Alaskans lean conservative, yes, but our politics aren't like the politics in most places. We're generally a tolerant, freethinking bunch. More than half of us who are registered to vote aren't even registered with a political party.
Palin's nomination has done something to people. We're edgy and thin-skinned. All over the place, strangers find themselves getting heated about God and the economy and sexism and the morality of gubernatorial tanning beds. Take this guy I know, Rick Miles, a soft-spoken bachelor who works in the oil and gas industry and makes it no secret that his politics lean right. A few weeks ago he's at a bar downtown when he runs into these parasitologists -- that is, they study ticks and maggots -- in town for a conference. Of course, it takes no time for them to ask him The Question: "So what do you think of Palin?"

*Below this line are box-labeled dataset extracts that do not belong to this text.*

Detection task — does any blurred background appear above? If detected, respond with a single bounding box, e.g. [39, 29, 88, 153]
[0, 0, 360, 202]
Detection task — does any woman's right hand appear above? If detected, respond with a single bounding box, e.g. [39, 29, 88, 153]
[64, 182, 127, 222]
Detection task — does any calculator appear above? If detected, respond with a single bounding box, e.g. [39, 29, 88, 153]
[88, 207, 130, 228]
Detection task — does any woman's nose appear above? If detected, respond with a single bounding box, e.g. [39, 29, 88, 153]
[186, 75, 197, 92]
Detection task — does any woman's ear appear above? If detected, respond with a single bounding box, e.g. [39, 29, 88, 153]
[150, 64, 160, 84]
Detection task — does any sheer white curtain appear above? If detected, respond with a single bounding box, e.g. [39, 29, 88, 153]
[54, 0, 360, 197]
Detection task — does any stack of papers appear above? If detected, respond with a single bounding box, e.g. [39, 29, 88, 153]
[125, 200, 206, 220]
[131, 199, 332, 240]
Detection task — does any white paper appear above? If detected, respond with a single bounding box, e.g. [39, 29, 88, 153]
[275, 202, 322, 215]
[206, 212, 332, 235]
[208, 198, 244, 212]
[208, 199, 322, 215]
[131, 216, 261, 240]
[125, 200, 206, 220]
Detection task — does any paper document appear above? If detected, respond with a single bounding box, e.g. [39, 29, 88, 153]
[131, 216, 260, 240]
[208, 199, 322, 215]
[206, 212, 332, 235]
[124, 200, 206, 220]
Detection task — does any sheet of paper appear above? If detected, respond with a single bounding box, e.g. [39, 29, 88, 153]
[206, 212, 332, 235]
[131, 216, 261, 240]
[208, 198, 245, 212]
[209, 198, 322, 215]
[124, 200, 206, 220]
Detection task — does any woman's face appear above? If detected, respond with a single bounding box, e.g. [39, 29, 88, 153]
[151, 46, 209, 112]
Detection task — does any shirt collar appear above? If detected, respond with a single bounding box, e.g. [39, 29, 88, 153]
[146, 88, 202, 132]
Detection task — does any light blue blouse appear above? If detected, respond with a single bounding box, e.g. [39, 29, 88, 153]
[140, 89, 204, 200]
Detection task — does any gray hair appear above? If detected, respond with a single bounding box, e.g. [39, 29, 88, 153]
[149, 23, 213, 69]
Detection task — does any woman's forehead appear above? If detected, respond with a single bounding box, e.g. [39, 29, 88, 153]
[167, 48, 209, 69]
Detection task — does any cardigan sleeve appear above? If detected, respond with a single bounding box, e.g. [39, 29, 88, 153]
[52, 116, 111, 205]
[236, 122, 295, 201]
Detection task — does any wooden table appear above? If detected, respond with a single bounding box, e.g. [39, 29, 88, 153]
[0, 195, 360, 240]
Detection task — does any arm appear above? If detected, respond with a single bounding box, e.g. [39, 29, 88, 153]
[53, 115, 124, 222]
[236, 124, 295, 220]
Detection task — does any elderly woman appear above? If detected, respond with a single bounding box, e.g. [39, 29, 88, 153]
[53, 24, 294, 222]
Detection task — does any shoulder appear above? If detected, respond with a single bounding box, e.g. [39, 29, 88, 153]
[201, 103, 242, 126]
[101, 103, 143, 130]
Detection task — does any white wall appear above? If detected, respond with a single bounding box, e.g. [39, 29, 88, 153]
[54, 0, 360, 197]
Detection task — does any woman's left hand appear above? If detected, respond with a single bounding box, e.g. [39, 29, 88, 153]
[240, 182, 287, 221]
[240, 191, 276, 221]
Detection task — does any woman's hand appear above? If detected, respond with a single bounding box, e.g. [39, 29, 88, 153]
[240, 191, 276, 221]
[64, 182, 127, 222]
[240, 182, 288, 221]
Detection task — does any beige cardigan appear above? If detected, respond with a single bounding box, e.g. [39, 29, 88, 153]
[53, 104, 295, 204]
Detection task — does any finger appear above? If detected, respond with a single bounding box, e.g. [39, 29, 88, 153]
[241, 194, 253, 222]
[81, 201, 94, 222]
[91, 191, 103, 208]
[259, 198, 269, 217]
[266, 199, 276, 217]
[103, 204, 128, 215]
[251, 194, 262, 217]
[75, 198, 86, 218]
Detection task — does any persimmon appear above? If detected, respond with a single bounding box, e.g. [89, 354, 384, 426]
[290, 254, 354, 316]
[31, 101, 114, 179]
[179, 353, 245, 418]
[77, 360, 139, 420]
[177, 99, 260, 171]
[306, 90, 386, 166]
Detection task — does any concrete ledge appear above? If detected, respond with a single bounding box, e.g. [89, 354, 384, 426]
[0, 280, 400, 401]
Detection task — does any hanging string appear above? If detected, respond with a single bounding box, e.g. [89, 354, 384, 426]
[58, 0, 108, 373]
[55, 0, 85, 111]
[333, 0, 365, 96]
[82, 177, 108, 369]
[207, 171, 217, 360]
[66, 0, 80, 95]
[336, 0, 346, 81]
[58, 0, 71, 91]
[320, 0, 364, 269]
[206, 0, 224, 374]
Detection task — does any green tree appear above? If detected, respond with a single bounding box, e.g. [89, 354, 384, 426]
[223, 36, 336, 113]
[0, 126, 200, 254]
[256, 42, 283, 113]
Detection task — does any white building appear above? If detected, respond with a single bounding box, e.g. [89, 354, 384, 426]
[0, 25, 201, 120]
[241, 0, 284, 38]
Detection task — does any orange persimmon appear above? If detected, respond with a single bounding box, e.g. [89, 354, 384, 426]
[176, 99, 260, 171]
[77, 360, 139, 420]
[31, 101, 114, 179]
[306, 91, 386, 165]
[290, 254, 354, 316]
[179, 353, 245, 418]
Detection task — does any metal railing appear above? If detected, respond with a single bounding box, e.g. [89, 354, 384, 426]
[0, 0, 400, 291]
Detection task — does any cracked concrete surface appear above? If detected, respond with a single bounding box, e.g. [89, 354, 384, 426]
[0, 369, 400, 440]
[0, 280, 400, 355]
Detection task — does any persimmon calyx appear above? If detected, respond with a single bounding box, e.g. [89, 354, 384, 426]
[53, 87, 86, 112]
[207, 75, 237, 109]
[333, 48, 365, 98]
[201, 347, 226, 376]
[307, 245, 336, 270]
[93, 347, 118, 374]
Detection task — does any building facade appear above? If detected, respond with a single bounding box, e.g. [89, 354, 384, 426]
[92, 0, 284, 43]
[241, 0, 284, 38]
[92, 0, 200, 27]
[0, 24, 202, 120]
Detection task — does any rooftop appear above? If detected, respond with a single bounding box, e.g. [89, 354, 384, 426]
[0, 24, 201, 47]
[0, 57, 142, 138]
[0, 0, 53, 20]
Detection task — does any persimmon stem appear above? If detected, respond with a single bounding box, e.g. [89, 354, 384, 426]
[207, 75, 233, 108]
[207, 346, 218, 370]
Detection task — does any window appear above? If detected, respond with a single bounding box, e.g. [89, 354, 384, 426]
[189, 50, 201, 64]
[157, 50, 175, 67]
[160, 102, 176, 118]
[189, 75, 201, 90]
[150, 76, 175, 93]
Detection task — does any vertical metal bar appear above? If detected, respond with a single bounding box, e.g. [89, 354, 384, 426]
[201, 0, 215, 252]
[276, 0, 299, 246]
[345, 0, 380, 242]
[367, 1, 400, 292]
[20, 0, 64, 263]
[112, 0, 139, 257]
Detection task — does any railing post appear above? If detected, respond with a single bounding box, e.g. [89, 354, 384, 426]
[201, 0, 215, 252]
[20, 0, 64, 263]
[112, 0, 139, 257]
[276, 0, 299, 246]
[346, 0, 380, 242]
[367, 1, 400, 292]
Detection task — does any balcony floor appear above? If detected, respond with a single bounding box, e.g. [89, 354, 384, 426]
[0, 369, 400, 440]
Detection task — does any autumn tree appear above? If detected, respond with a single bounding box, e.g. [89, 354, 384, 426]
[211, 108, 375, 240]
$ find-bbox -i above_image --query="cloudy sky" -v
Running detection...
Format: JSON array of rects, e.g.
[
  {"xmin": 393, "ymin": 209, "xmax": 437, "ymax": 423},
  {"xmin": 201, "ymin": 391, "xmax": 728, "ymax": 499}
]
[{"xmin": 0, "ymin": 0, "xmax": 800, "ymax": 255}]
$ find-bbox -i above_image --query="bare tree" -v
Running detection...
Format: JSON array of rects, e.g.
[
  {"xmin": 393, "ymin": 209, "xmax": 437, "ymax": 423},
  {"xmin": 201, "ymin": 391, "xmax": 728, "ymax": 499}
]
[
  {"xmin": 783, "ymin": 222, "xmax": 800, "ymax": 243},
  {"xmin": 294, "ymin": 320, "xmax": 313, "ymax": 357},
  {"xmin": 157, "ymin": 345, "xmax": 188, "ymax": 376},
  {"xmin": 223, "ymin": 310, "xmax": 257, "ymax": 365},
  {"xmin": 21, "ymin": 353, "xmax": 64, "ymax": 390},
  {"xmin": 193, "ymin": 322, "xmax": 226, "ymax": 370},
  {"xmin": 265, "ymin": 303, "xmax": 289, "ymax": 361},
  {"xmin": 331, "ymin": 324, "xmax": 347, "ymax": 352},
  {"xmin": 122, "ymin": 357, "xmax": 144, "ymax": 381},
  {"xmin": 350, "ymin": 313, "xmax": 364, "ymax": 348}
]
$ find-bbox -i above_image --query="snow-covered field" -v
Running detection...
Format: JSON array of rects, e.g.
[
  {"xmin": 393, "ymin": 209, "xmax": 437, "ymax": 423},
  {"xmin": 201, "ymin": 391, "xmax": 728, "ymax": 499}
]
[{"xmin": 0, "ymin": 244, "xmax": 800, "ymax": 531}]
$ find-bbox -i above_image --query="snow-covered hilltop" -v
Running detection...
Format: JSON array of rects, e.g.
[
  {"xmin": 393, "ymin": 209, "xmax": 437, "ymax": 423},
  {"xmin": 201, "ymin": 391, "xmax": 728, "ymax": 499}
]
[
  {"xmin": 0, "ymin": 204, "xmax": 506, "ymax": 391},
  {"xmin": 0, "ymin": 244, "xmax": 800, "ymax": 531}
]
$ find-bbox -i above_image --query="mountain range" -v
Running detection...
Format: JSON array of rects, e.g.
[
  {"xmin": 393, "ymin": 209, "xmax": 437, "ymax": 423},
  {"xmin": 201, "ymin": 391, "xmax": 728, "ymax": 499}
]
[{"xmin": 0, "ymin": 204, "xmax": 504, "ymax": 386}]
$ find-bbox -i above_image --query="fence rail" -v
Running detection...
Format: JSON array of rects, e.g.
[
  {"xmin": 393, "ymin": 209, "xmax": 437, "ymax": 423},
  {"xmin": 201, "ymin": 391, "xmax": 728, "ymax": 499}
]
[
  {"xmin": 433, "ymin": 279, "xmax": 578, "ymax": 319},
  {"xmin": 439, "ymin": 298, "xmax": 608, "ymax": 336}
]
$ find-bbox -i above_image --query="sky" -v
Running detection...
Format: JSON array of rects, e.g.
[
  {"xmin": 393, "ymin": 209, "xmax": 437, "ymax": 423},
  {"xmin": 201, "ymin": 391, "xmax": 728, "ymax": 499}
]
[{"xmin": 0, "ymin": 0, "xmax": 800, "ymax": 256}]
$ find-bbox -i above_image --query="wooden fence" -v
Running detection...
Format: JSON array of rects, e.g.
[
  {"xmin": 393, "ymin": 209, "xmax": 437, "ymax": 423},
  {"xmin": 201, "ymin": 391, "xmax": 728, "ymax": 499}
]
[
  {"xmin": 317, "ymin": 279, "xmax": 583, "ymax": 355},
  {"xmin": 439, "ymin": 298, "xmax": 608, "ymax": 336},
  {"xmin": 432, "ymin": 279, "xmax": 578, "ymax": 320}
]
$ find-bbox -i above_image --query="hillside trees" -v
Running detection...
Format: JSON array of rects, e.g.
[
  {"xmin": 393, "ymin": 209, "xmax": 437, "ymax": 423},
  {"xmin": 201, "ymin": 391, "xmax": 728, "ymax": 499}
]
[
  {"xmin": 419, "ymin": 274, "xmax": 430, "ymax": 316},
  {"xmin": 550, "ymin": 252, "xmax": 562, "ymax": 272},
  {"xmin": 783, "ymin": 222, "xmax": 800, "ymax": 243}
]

"She's sooooo awesome!" he says.
The scientists look at him, tilt their heads to the side and blink. Nobody says anything for a moment, so Miles chimes in.
"Think about it. If you were a little girl and Hillary Clinton was president, and someone told you that you could be president someday too, it wouldn't really be true because Hillary comes from privilege, has a fancy education, you know?"
The stunned parasitologists couldn't believe he wouldn't want someone with a fancy education to run the country. And then, Miles said, "It got hysterical," which is what he expected.
"At least I got to make a few points first," he said
Meanwhile, David Landry, a carpenter whose politics lean left, told me about this time he was picking up supplies when the guy at the counter noticed his Obama button.
"OBAMA! Man, if I had a gallon of gas, I'd throw it on you and light you on fire," he said.
Landry's known the guy for 25 years. He still likes him, even if he wasn't totally sure he was joking.
"I need to ask him about that," he said.
It's not just strangers, either. Partisan politics have wormed into our relationships.
Anthony Rivas wrote me that he's getting jealous of Obama, who has become an obsession for his fiance. The other night she was falling asleep as he was telling her about his day. Just to see if she was listening, he mentioned a new John McCain attack ad. Her eyes popped open and she "started going off on Obama this and McCain that." Finally, he asked why she didn't get excited about him the way she got excited about Obama. She started apologizing, and he, being super mature, said, "Go find Obama. Maybe you can sleep next to him and see how his day went."
Anyway, they worked it out, but you see what I mean.
I come from people who'll talk politics with anybody. It's a subtle technique, honed over generations, exercised in waiting rooms and parking lots and in airplane seats. It begins with pretending not to have an opinion and then veers into a few probing, common-sense questions, like "Don't you think we should all be able to afford health insurance?" It ends with a hard-sell and possibly instructions on how to register to vote.
That's never been my thing. During the George H.W. Bush years, I used to lie under the table after Sunday dinner while my uncle (a British petroleum engineer) and my grandmother (Italian and actual avowed socialist) yelled at each other about oil policy. To this day, political arguments make me queasy. I'd much rather watch than participate.
Is there a way to avoid the Palin conversation? Do you try not to make eye contact in the coffee line? Say you're a tourist when parasitologists approach at a bar?
My friend Adolf, whose mother worked at Nordstrom for 20 years, seemed like a good person to consult. Raised in an atmosphere of customer service, he's the king of diplomacy. Appropriately, he's also a lawyer.
What does he say when people ask The Question?
"I tell them it's going to be a very interesting election," he said.